SubUNets: End-to-End Hand Shape and Continuous Sign Language Recognition
Camgöz, Necati Cihan
and
Hadfield, Simon
and
Koller, Oscar
and
Bowden, Richard
International Conference on Computer Vision - 2017 via Local Bibsonomy
Keywords:
dblp
This paper tackles a challenging task of hand shape and continuous Sign Language Recognition (SLR) directly from images obtained from a common RGB camera (rather than utilizing motion sensors like Kinect). The basic idea is to create a network that is end-to-end trainable with input (i.e. images) and output (i.e. hand shape labels, word labels) sequences. The network is composed of three parts:
- CNN as a feature extractor
- Bidirectional LSTMs for temporal modeling
- Connectionist Temporal Classification as a loss layer
![Network structure](https://ai2-s2-public.s3.amazonaws.com/figures/2017-08-08/3269d3541f0eec006aee6ce086db2665b7ded92d/1-Figure1-1.png)
Results:
- Observed state-of-art results (at the time of publishing) on "One-Million Hands" and "RWTH-PHOENIX-Weather-2014" datasets.
- Utilizing full images rather than hand patches provides better performance for continuous SLR.

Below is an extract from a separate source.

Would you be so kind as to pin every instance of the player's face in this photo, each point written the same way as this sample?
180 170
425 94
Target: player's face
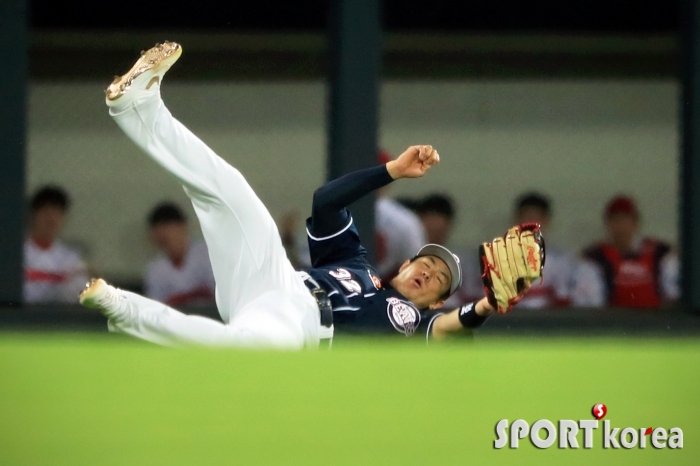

- A network that recognizes hand shape and a network that recognizes word sequence can be combined and trained together to recognize word sequences. Finetuning combined system from for all layers works better than fixing "feature extraction" layers.
- Combination of two networks where each network trained on separate task performs slightly better than training each network on word sequences.
- Marginal difference in performance observed for different decoding and post-processing techniques during sequence-to-sequence predictions.